Kesalihan mereka mampu mendatangkan karomah-karomah yang tak dimiliki
oleh sembarang orang. Inilah yang dimaksud dengan "isyarat". Kemudian
ketika zaman bergeser ke tabiin, spirit itu pun berkurang sedikit demi
sedikit. Begitu juga ketika masa tabiut tabiin dan seterusnya hingga
sekarang.
Nilai-nilai tasawuf yang dahulu merupakan substansi
dinul Islam yang melekat dan mendarahdaging dalam diri para salafus
sholih, lama-kelamaan berubah menjadi rutinitas dan ritualitas tanpa
ruh. Itulah yang dimaksud dengan "gerakan-gerakan", yaitu formalitas
tanpa esensi. Tasawuf menjadi sebuah profesi yang digunakan untuk
mengeruk popularitas dan mencari keuntungan-keuntungan duniawi
lainnya.
Namun kondisi itu juga akhirnya lenyap sama sekali
sehingga tak tersisa sedikit pun. Nilai-nilai Islam yang dahulu
menjadi motor penggerak pada diri setiap muslim, kini hanya menjadi
cerita-cerita dan kisah-kisah yang tertulis di buku-buku.
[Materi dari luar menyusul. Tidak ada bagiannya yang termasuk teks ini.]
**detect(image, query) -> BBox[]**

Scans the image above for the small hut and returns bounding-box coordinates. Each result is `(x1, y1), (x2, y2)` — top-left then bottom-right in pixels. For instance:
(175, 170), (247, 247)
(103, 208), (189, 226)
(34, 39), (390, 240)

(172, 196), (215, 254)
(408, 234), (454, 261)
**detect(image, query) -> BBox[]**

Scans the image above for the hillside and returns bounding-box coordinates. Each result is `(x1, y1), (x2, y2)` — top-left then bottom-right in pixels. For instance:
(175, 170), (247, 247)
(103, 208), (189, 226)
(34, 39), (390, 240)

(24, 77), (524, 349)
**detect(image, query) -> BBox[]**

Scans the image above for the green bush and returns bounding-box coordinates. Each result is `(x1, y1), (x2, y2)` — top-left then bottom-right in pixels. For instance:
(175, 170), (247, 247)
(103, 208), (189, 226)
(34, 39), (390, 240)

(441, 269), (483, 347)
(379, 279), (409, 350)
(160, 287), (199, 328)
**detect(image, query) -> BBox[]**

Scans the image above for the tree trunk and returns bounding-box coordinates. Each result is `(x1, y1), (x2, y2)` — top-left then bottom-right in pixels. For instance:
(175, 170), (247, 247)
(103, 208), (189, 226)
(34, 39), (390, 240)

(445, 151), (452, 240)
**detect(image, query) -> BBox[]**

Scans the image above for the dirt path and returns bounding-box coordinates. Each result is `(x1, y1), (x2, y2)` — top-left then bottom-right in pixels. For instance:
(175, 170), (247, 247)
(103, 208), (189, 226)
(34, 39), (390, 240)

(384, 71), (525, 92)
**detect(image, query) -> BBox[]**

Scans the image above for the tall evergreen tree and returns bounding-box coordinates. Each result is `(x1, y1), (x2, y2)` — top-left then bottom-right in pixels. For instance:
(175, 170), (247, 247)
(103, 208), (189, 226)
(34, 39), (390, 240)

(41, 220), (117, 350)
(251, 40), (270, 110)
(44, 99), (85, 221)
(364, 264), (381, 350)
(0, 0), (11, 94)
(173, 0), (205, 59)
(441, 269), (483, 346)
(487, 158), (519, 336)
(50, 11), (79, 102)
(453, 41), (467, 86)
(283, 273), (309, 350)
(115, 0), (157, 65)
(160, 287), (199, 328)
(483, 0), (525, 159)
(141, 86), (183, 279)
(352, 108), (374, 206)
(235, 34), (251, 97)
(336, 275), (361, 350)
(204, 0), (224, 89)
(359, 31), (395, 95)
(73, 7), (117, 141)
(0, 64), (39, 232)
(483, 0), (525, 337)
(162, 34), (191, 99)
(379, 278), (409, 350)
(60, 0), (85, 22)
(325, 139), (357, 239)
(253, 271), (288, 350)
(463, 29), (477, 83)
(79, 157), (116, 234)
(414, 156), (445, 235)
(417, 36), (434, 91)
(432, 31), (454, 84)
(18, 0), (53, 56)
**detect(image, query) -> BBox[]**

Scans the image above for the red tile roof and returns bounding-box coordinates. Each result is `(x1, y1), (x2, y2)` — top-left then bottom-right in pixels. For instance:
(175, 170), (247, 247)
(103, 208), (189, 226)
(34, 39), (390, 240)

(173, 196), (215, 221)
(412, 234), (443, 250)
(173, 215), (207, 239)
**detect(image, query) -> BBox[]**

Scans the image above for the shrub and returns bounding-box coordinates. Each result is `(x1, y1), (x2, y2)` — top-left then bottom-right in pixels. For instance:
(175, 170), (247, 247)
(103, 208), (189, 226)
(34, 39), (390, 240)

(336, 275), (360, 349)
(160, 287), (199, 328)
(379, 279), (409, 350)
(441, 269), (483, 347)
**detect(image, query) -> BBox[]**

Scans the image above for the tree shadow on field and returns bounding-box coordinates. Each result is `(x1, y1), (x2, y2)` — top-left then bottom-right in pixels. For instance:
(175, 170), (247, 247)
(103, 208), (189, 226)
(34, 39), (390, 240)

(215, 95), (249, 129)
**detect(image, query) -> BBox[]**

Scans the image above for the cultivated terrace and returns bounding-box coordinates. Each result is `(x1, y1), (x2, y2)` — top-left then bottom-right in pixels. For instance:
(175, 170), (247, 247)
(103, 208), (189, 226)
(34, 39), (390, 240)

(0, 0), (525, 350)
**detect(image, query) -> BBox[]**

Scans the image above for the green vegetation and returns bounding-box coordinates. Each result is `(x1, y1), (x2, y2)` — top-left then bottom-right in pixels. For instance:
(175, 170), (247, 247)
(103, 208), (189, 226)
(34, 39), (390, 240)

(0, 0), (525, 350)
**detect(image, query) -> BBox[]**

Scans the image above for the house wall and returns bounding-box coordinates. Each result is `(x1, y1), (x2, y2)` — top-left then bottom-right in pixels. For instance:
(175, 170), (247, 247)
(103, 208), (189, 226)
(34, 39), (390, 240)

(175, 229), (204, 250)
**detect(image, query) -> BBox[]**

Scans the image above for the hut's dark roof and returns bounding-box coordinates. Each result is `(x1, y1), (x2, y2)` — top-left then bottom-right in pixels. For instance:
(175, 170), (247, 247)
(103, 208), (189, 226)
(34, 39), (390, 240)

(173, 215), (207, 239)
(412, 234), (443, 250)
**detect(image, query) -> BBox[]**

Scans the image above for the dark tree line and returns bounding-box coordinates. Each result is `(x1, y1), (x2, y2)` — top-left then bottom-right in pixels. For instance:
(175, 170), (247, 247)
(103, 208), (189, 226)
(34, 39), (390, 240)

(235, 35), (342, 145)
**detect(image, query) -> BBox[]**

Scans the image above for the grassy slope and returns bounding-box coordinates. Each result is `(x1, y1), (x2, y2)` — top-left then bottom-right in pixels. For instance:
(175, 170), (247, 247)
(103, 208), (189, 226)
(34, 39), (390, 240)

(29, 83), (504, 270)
Sejarah
telah menjadi bukti bahwa umat ini telah mengalami degradasi kualitas.
An-Nury
ditanya tentang Sufi, dan dia menjawab, "Sufi adalah manusia yang
menyimak pendengaran dan yang mengutamakan sebab-sebab." Maksudnya,
seorang sufi selalu menyimak nasihat-nasihat, baik dari Al-Quran,
hadis, syair maupun yang lainnya, kemudian mereka berkomitmen terhadap
hal-hal yang dapat menyampaikan mereka kepada keridhoan Allah.
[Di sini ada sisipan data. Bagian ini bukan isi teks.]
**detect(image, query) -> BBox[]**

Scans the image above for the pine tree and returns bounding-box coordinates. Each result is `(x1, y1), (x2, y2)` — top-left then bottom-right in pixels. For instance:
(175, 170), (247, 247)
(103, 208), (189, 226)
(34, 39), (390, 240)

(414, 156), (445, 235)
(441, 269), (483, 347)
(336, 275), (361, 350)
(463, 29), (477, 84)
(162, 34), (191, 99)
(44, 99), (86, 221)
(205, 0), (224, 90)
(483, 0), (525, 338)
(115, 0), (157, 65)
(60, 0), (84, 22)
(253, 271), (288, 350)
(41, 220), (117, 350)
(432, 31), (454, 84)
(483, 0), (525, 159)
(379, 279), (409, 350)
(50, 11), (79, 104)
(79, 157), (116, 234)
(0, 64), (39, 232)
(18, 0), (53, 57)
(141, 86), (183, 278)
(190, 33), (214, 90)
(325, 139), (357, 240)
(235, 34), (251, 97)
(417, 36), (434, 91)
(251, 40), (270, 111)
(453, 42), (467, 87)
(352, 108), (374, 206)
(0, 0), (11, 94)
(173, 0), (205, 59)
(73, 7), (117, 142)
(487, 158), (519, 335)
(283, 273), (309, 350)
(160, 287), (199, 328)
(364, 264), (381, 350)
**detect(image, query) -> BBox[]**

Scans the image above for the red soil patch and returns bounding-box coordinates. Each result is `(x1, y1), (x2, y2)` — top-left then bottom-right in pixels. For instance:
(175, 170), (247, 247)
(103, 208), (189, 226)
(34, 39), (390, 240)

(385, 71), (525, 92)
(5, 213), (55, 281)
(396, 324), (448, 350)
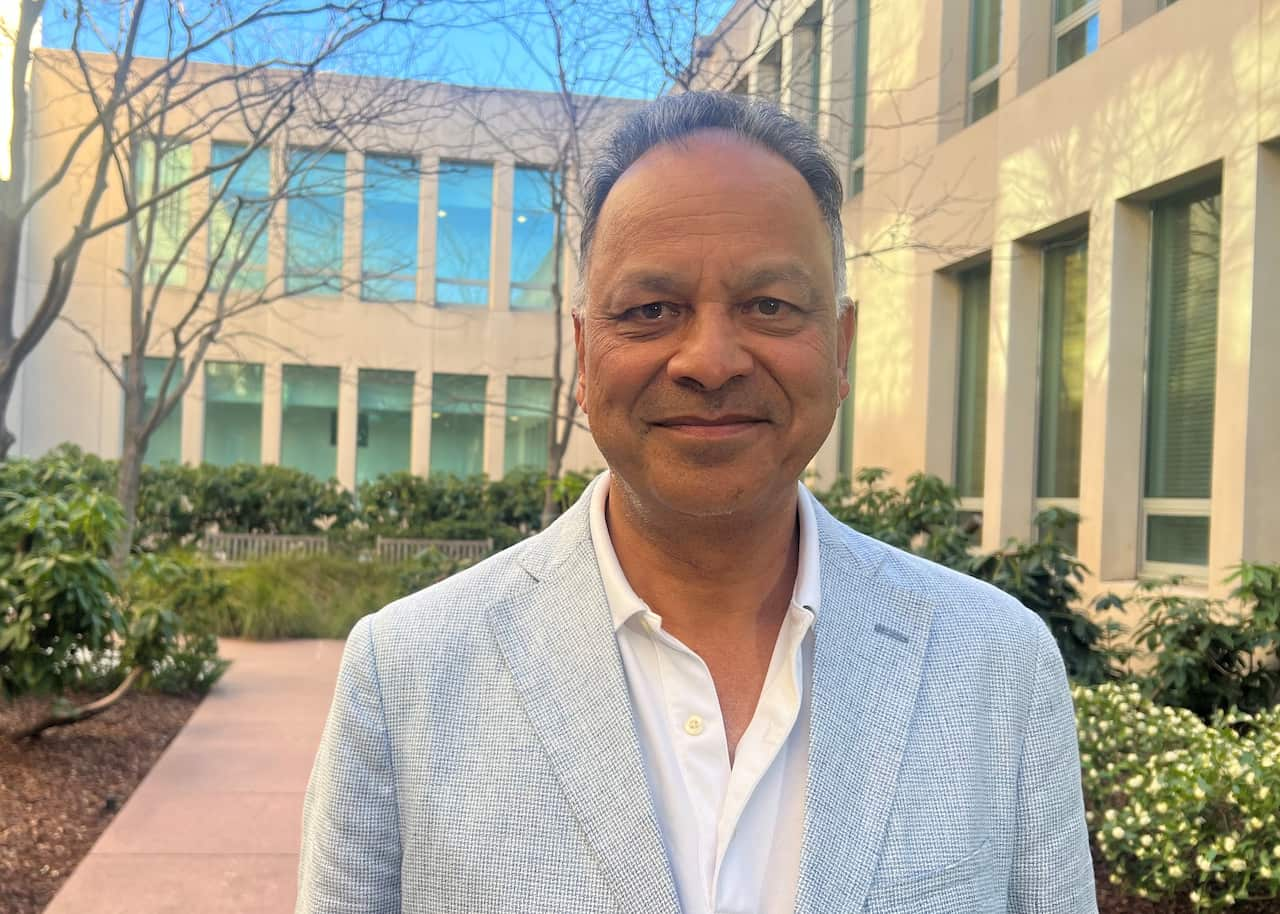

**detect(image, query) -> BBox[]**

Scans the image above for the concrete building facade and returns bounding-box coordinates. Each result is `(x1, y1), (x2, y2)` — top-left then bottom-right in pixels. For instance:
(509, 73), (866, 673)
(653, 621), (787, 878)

(698, 0), (1280, 594)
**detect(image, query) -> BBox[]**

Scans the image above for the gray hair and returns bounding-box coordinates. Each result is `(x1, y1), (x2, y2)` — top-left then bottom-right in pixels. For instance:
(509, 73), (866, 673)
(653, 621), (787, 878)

(575, 92), (846, 310)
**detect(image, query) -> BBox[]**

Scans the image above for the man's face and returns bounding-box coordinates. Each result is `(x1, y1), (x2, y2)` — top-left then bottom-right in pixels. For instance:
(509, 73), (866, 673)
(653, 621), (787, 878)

(573, 131), (854, 516)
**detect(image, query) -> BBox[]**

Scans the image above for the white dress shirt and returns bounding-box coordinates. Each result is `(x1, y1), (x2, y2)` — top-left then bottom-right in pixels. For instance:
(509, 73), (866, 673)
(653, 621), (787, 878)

(590, 474), (820, 914)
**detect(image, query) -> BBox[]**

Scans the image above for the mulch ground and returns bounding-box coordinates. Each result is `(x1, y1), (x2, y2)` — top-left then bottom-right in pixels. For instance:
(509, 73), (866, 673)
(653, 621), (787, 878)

(0, 693), (200, 914)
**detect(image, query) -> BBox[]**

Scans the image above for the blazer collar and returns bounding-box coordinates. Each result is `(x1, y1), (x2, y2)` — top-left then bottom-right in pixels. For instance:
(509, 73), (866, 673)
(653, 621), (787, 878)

(490, 480), (933, 914)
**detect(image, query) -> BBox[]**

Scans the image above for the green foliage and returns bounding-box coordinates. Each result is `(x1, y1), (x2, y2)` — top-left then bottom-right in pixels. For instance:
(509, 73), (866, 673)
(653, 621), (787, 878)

(1133, 565), (1280, 719)
(0, 452), (124, 695)
(1074, 684), (1280, 910)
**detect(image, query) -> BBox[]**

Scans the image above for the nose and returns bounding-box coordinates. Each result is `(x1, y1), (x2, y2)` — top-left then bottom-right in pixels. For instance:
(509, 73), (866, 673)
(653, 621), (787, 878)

(667, 307), (755, 390)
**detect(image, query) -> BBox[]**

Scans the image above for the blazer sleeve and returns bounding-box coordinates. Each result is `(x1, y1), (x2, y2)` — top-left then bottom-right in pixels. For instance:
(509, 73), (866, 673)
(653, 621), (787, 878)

(1009, 623), (1098, 914)
(294, 616), (401, 914)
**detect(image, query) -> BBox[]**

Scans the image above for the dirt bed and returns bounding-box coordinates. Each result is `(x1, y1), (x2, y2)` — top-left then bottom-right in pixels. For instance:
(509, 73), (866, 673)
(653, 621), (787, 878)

(0, 693), (200, 914)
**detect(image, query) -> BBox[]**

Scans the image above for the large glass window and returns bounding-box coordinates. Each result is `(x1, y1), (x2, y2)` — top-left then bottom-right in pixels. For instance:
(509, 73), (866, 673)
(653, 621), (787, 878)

(360, 155), (419, 301)
(791, 0), (822, 131)
(1036, 237), (1089, 548)
(1143, 186), (1222, 566)
(511, 168), (559, 311)
(1052, 0), (1098, 73)
(431, 375), (488, 476)
(955, 265), (991, 509)
(205, 362), (262, 466)
(847, 0), (872, 196)
(129, 141), (191, 285)
(503, 378), (552, 472)
(969, 0), (1001, 124)
(280, 365), (339, 479)
(133, 356), (182, 466)
(435, 161), (493, 307)
(284, 150), (347, 294)
(209, 143), (271, 289)
(356, 369), (413, 483)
Hal-hal itulah yang dimaksud "sebab-sebab".
Abu Nashr as-Sarraj
ath-Thausy berkata, "Aku bertanya kepada All al-Hushry `Siapakah,
menurutmu, Sufi itu?’ Dia menjawab, `Yang tidak dibawa bumi dan tidak
dinaungi langit.’ Dengan ucapannya, menurut saya, ini Al-Hushry
merujuk kepada nuansa keleburan."
Syaikh Al-Buthi berkata, "Penjelasan mengenai kalimat itu sangat panjang."